Thank you for publishing my pieces!

I like the idea of cycles. In daily life, I often find myself relating current events (big or small) to previous events, repeating a lot of the same conflicts, but almost always with something new. I tried to balance the repetition and narrative arc similarly in this piece—the conflict at the end is the same, but repetition leads into what I imagine is another conflict—one in which there is no more time left. It repeats the same idea, but with a slight revision that makes it feel as if something has advanced, for better or for worse. The repetition introduces and advances the conflict; the narrative arc explains it and bridges the gap between them. Repeating this structure throughout (light, time, eyes, etc.) allows multiple paths to be built this way. 

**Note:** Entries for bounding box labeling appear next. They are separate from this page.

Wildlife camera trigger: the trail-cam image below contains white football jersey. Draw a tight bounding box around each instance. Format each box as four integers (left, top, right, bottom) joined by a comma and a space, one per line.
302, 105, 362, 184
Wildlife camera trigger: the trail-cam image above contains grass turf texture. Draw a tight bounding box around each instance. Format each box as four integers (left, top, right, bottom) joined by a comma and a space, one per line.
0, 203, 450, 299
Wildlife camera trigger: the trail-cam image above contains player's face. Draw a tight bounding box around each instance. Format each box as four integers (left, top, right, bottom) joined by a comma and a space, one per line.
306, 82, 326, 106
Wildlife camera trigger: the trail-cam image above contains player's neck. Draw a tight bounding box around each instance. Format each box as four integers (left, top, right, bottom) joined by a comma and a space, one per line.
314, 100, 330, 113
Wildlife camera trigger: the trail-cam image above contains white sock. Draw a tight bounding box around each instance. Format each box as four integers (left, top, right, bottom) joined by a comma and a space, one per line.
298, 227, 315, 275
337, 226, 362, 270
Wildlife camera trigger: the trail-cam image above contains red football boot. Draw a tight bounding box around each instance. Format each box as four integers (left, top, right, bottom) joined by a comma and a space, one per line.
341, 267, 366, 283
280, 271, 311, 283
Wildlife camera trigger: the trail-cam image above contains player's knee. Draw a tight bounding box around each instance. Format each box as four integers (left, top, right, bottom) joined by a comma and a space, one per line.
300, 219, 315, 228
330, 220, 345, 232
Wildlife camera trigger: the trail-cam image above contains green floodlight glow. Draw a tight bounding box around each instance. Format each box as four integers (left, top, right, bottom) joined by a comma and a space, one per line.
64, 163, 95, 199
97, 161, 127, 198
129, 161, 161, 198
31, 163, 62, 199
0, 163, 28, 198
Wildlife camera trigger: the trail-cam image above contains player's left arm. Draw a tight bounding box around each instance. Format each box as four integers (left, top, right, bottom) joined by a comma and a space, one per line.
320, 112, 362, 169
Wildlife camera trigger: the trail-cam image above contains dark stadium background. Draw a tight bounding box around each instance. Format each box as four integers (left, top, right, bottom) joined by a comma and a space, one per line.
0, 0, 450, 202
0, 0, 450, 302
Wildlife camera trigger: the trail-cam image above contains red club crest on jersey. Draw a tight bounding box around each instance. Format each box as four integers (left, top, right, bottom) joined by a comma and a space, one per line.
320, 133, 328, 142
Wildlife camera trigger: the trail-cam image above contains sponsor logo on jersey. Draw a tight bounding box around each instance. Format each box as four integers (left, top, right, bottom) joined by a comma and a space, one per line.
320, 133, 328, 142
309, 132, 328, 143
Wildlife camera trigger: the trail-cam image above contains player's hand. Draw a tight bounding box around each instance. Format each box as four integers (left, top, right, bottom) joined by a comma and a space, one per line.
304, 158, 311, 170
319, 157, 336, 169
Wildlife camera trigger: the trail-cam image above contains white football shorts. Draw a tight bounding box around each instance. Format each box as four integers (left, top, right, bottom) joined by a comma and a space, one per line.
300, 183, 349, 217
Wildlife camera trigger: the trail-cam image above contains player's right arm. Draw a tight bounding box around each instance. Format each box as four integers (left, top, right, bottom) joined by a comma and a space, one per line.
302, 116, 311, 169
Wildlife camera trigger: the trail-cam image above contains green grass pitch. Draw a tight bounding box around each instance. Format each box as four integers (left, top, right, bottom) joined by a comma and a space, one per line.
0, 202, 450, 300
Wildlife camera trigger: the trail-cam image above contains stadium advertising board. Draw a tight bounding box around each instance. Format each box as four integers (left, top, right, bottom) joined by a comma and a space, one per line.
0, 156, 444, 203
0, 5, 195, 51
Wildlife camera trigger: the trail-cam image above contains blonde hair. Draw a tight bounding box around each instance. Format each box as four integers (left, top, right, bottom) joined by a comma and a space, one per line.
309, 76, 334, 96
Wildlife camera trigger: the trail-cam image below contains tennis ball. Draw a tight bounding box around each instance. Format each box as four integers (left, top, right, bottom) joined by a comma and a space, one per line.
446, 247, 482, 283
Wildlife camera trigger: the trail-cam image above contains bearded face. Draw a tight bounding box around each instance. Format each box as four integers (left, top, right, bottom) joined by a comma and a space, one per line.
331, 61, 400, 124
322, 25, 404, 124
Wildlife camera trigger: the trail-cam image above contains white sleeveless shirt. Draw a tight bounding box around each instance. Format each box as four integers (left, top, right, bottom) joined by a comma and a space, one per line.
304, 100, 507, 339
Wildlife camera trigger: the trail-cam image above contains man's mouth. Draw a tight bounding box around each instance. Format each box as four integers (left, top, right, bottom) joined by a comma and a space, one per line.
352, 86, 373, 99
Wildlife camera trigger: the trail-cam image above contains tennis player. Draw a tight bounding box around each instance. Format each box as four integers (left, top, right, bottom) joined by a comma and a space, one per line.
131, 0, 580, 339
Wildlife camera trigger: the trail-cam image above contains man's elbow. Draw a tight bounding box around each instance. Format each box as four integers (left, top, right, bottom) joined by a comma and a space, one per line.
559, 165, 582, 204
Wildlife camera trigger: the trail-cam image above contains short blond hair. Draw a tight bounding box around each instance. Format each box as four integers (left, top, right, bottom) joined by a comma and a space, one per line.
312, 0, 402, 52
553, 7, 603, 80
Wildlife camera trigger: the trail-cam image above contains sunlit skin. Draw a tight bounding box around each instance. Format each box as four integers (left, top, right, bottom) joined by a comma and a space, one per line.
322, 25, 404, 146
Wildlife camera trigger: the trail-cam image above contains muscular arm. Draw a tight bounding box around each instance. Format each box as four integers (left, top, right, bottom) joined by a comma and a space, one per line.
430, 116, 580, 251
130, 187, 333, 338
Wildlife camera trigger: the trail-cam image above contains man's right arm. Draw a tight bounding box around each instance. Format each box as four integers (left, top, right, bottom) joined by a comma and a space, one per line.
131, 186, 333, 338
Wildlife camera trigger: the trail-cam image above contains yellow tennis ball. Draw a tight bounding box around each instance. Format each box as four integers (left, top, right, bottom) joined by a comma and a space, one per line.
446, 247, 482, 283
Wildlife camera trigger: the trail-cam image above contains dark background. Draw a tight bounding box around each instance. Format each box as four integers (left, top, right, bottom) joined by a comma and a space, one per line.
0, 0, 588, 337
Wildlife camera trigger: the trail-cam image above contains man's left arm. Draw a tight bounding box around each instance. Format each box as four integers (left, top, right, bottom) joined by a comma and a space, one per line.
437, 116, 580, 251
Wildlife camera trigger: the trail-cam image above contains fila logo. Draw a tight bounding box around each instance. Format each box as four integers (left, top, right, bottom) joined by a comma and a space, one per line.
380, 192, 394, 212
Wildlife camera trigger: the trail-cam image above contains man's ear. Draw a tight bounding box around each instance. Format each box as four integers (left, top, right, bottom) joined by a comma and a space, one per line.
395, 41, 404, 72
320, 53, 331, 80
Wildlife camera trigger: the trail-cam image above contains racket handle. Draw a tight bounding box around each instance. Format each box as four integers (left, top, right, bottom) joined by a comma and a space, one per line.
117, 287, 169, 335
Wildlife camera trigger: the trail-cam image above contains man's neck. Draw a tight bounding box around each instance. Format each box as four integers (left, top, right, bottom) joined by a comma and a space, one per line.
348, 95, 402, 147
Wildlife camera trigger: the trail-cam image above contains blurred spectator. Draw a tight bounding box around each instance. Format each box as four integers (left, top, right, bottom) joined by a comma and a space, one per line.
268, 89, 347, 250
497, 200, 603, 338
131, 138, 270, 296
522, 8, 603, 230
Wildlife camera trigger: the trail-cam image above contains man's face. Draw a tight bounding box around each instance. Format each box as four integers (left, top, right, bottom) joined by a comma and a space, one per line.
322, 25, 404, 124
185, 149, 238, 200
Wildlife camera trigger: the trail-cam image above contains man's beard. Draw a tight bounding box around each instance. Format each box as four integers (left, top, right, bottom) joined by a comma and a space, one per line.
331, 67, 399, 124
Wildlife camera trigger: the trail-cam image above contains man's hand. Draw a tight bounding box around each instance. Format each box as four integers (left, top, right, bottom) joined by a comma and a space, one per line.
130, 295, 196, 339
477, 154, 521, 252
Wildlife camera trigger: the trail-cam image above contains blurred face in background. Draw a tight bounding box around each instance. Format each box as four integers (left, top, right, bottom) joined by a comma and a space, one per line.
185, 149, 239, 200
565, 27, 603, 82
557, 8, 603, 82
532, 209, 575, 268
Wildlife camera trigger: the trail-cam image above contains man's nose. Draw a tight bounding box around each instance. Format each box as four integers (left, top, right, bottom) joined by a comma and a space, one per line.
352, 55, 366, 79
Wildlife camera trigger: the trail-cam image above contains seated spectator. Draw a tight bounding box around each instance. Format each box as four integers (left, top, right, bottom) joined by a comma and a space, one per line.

2. Maheen noted that this piece has a “dystopian level urgency and desperation,” a feeling of intense focus on both a college essay and the act of focusing on the essay itself. How do you draw from the more mundane, usual elements of the world and spin them into larger problems, creating a story like this?

I like to think in terms of bigger pictures; that is, I like to think of the world as a generalization of mundane elements. When I put my mind to something such as an essay, I often find myself wondering about how the subject and the occasion (my own current circumstances) fit and work into an overarching theme; I find that whatever I am doing makes more sense and becomes more alive, more like something that reaches beyond me rather than something that just doesn’t matter. Even something like eating a bag of chips can make me think about how grateful I am for how blessed my life is. When I write, I just aim to connect the mundane element with the bigger picture.  This piece is one result of this. 

3. You use highly specific time markers here: 3:06 and 3:47 especially caught my eye. These particular details allow us into the speaker’s story instead of simply any narrative of teenage insomnia, developing an atmosphere unique to this piece. How do you balance the general and the personal in your writing? How do you link them?

As I discussed previously, I like general ideas, so I usually start with the general idea and work inwards. My stories are inspired by personal events (hence the specific time markers), but they aren’t centered around them; most of the time, I start by thinking about the most general “case” of my experience. I find it hard to imagine my experiences as totally unique; I usually imagine them as subsets of general experiences, and then finish by layering my own experience (the time markers here) on top. I hope that this piece is very similar to many other people's experiences, and if so, then I think I’ve succeeded in grasping it.  

4. When do you know a story has run its course? 

This is difficult to answer because I always get the feeling that there’s more to tell even after I finish a piece. My pieces tend to run their course when I end up rambling and repeating myself too many times. More generally, I think that a piece has run its course when the piece begins to lose focus. I sometimes find myself adding too much detail, breaking the concision and grace of a piece; when this happens, I stop.